A Journey to the Rivers can stand alone as a flowing narrative of a trip into a misunderstood land. Its tone, at once poetic and conversational, presents the reader with a vivid description of the Serbian countryside and a peek into the evolution of unprejudiced assessments--it shows how, through skepticism, conversation, and sympathetic observation, we should learn to resist the truisms of the media and develop our own views.
For Handke, this process leads to an indictment of the Western--especially German and French--media which he has referred to in interviews as a "Fourth Reich." This is the paradox which has received such negative reception in Europe, and which is at the core of Handke's argument: the common critique of Bosnia is inverted, and the media, rather than the Serbian populace, becomes fascist.
Handke studies Serbs for a trace of what motives could have led them to war. The people of Serbia, Handke discovers, are human beings like any others; granted, one should not impose generalizations based on a few observations, but one should also recognize the stupidity in indicting a whole people without evidence, without understanding the roots of the problem, without knowing anything about the Yugoslavian situation except for cold numbers and cold economic considerations.
He emphasizes early on that his view is neither "Yugophile" nor "pro-Serbia." Instead, it is one of constant reflection, of "raising doubts" in order to dispel unjust assessments.

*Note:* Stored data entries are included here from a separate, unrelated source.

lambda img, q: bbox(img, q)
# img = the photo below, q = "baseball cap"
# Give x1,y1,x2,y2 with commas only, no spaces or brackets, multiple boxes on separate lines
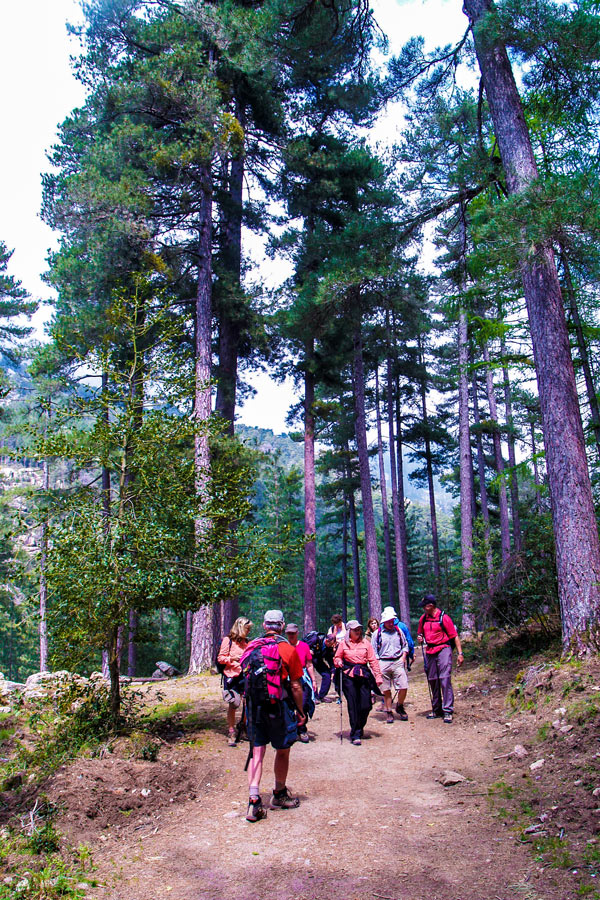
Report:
284,623,299,633
346,619,362,630
263,609,284,626
421,594,436,607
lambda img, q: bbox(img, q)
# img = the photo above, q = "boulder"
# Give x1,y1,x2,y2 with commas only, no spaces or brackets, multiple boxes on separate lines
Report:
512,744,528,758
25,670,70,688
529,758,545,771
0,680,25,697
154,661,181,678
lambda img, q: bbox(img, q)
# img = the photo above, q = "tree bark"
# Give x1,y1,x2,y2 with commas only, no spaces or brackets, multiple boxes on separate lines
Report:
472,369,494,586
39,404,50,673
387,359,410,624
464,0,600,652
348,481,363,623
559,247,600,463
303,341,317,634
500,333,522,552
458,306,475,633
482,341,511,564
352,324,381,619
418,341,441,587
375,367,394,610
394,376,411,618
215,104,245,434
189,164,215,674
127,610,137,677
341,495,349,623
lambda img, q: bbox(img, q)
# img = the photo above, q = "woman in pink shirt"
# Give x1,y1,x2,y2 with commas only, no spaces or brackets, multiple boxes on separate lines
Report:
217,616,252,746
334,620,383,745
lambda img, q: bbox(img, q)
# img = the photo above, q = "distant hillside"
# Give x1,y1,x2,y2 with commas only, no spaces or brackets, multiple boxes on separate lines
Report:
236,424,455,512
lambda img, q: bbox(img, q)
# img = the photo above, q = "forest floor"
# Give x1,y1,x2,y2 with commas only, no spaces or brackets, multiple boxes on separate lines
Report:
3,644,591,900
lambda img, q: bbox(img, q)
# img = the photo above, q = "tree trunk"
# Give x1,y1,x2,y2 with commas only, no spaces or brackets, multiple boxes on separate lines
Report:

Handke writes that he "hadn't seen Serbia as a land of paranoiacs: rather it seemed the huge room of an orphaned, yes, of an orphaned abandoned child." He mentions a Serbian man who, in a moment of passion, railed against the suffering and injustice his "leaders" had foisted on his people, sparing mention of any other governments.
And towards the end of the 83-page narrative, he dismisses any hopes he might have had (but didn't) of acquitting any participant in the war. "How can one comment when one is but a stranger to a foreign land?" he asks. This question provides Handke's argument with the necessary synthesis: he seeks something beyond blame, a way to return to innocence and peace, to work "for reconciliation of individuals, for the second, the common childhood." The "common childhood" is that which we can all share, the basis of the human condition which transcends borders. And although it sounds like a utopian vision of peace, the "common childhood" also suggests something more practical, not only to former Yugoslavs but to Western civilization as a whole: the need to transcend simplistic, one-sided debate, the need to conquer the ubiquitous tendency to blame.
Handke ultimately wants to offer the Serbian people amnesty from the injustices of the Western media, which have fallen into cliché and gross misrepresentation. "Who will someday write this history differently, even if only the nuances--which could do much to liberate the peoples from their mutual inflexible images?" he pleads.
But his is an uphill battle. "What does one know," writes Handke in his introduction, "who, in the place of the thing, sees only its picture, or, as in TV news, an abbreviation of a picture, or, as in the on-line world, an abbreviation of an abbreviation?" In relying on our media's accounts, we often find ourselves acquiescing to all forms of distortion. And to achieve even the most rudimentary understanding, these distortions must be replaced by a thorough skepticism and a relentless willingness to question.